The MS Society has called for both provincial and federal level governments to follow our lead and support the cross-Canada network of end MS research and training centres created and funded by us to accelerate research activities that will find a cure and improved treatments for MS. More information on this advocacy and on CCSVI can be found on our website. www.mssociety.ca
The MS Society of Canada is able to act because of support from people like Marilyn Lenzen, her friends, family and community to fundraising efforts such as the Scotiabank MS Walks taking place in 26 different communities across BC and Yukon. We hope you will support these community events - funds raised make an impact at local and national levels.
Suzanne Jay
Director, Communications
MS Society of Canada, BC & Yukon Division
Odd, I note 235 control subjects listed in Dr. Zamboni's paper "Chronic cereborospinal venous insufficiency in patients with multiple sclerosis"(published 12/5/08) I find it interesting that Dr. Traboulsee did not see this in the very beginning of this paper if he claims to have read both of Dr. Zamboni's papers.
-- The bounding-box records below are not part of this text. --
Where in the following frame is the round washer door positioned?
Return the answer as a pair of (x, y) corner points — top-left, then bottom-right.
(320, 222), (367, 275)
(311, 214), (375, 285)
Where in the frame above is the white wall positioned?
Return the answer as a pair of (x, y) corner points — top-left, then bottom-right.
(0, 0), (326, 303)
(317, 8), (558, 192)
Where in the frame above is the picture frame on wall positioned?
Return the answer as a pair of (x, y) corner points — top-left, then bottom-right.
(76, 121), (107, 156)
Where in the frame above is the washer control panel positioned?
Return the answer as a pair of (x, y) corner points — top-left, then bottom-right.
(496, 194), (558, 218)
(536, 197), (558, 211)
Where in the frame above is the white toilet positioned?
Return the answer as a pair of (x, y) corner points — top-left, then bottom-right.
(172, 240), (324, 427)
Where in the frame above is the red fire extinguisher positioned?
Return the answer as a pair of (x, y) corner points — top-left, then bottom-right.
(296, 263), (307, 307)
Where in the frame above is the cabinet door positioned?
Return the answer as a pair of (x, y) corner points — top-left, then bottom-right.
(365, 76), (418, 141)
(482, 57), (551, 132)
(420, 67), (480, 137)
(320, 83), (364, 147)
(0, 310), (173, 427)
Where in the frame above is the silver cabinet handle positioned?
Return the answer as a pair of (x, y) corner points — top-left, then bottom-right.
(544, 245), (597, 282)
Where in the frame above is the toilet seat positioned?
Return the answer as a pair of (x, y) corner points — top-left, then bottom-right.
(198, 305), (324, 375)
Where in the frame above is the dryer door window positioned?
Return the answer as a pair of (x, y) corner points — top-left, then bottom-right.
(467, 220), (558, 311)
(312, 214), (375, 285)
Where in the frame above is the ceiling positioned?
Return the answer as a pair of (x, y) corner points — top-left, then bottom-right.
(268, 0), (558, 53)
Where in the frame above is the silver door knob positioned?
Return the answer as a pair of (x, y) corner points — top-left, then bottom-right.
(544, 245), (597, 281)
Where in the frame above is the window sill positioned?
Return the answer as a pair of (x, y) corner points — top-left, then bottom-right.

I agree we must be careful to make sure we are not randomly treating people for something that has no merit. I also believe that Dr. Zamboni covered his initial research with a large control group compared to his small (65 patients) group of MS patients and this data can not be ignored. BNAC's initial research proves there is merit to the venous issue and we must investigate it further.
This may not be a cure, but it sure is curious that so many MS patients are showing this anomaly, don't you think?
Dr. Zamboni himself has urged caution, saying that his research should spark larger, controlled, rigorously protocolled trials to confidently reaffirm his initial findings. Dr. Zamboni and his colleagues have presented an intriguing theory, one that has sparked an accelerated and collaborative effort of the leading MS researchers, institutes and societies worldwide, it is a hopeful time for MS sufferers.
And "Gothicrosie", the trial that Dr. Traboulsee referred to is Dr. Zamboni's open-label, prospective study on the treatment of chronic cerebrospinal venous insufficiency published in the Journal of Vascular Surgery in April 2009. In this particular study, there are no controls and this is acknowledged by the investigators as a major shortcoming of the study.
He estimates that the risk of stroke for this "Liberation Procedure" could be as high as 1 in 1000. At this point in my MS disease progression that's a risk I am not willing to take.
This isn't something that should just be handed out willy-nilly. I'll wait until some better science comes out about CCSVI.
I'm cautiously optimistic that it may be a treatment, but I'm pretty sure that it's not the cure.
I understand that stents are placed into the veins to keep them open and there have been at least 2 deaths, directly resulting from them. In one case, the stent traveled to the brain and in another, the stent traveled to the heart... Does anyone else know more?